GPZ400Rが大ヒットしたというものの、ライバルたちは国内F3レースへワークスマシンを投入して、いわゆるレーサーレプリカで覇を競う闘いの渦中にあった。
しかしカワサキは半ばレーサーレプリカに否定的で、ユーザーのニーズはスーパースポーツでもツーリングユースにあるという立場から、これを意識したモデルを開発、実際に功を奏して好調な販売成績を築いていた。
とはいえGPZ400R人気にも何れ翳りがくるはずで、次世代を狙ったGPX400Rで人気を得られなかったことに危機感を覚えた。
またいっぽうでは、各メーカーが400ccの全日本F3クラスへワークスマシンを投入するのを傍観しているのにも痺れを切らしていたこともある。
そんな事情も踏まえ、400cc専用設計としたZX-4エンジンが開発された。
57×39mmのショートストロークは、規制値上限の59PS/12,000rpmで、リミッターが設定してある14,500rpmまで一気に吹け上がるピーキーさ。

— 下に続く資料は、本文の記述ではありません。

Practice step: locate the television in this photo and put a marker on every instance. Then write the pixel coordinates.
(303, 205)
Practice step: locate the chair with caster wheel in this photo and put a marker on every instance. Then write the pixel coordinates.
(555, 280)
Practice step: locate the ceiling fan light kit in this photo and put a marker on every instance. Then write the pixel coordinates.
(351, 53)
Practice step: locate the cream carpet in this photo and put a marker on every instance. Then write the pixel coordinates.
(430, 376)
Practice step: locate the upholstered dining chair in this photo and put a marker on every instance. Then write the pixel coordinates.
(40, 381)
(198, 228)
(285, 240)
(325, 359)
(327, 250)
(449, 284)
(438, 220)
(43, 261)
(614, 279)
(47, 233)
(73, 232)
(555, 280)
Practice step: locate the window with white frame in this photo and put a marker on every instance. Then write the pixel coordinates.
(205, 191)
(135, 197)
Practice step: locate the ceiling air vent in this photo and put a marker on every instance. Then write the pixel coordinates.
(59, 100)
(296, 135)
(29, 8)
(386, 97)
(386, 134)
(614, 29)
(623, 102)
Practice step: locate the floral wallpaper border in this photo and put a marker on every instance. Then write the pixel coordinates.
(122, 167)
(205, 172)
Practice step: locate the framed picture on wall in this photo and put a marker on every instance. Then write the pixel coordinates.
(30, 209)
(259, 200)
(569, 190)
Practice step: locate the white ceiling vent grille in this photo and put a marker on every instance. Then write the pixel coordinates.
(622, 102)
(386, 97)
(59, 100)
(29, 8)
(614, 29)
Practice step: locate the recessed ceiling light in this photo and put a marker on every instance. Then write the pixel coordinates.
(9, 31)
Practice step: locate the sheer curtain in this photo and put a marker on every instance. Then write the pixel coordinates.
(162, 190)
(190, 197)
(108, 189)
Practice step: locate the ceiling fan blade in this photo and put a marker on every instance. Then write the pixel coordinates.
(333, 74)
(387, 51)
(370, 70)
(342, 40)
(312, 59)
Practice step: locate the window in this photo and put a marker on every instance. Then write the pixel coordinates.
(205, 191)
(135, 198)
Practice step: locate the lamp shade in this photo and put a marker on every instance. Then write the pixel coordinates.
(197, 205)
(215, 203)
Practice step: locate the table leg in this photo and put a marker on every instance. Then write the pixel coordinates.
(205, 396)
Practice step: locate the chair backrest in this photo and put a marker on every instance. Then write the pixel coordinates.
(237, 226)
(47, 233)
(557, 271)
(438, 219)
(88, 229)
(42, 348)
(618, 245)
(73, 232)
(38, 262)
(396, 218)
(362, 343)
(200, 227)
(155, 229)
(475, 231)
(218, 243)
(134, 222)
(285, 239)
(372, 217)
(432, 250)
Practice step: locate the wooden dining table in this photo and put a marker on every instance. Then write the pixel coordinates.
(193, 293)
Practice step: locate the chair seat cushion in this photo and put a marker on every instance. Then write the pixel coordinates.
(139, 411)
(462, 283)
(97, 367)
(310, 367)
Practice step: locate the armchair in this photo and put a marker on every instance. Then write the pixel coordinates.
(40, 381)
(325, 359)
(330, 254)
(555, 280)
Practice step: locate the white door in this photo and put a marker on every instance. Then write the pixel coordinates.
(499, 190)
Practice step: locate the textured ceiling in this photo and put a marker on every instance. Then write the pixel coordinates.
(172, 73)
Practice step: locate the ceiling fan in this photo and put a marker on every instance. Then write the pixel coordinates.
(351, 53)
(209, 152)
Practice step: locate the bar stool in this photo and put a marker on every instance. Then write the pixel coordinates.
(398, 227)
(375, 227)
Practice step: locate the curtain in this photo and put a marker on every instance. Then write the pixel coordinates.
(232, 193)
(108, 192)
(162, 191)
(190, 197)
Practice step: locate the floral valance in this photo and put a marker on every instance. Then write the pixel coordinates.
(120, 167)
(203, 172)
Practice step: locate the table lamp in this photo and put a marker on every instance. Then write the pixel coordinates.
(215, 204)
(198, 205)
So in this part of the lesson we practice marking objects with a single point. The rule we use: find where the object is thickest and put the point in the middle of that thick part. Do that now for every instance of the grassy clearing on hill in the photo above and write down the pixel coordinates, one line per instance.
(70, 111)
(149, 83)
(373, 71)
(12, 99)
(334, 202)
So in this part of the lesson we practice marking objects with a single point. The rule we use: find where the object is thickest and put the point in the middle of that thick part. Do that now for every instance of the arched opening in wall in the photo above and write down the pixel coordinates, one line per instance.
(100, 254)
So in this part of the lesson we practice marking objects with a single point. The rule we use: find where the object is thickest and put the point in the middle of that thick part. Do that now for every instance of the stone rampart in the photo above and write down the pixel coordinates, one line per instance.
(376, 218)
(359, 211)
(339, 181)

F3レースのベースマシンを意識しているのは明白で、エンジンそのものがコンパクトなことからアルミのe-BOXフレーム採用もあって、車重は何と152kg(乾燥)と当時の最軽量を達成していた。
ホイールベースも1,395mmと短く、24°のキャスター角はカワサキだと2スト250ccレプリカのKR-1と同じだ。
吸気のストレート化、しかもエアクリーナー容量も大きく、最優先すべきはパワーというのが歴然と伝わってくる特性をみせる。
そしてお約束のF3レースへワークスマシンを投入、これまで待たされた鬱憤を晴らすかのようにいきなりトップ争いへ加わったのだ。
ハンドリングはアライメントから想像できるように、カワサキとしては異例といえる安定性より軽快な運動性を優先。
それはレーサーとしてのベースを意識したからに他ならない。
カワサキ乗りにしてみれば、かつてない落ち着きのないハンドリングだった。
ただ外観はご覧のようにレーサーレプリカ然とはしていない。どちらかというとツーリングモデルのカテゴリーを想像させるフォルム。
実はスリムなエンジン幅からカウルも真ん中を絞った空気抵抗の少ない空力特性だったが、そのスリムさもGPZ400Rのグラマラスなボリューム感とのギャップが大きく、カワサキファンの目を引かなかった。
この何を標榜しているのか、伝わりにくいルックスや広告キャッチなどもあって、ZX-4は鈴鹿4耐などを制覇しながら販売には結びつかず、1989年に今度は正真正銘レーサーレプリカのフォルムとなったZXR400へとバトンタッチすることとなった。
ただそのハイパーエンジンは引き継がれ、カワサキのレプリカ路線での位置づけをアピールする、大事な役割を担っていたのは間違いない。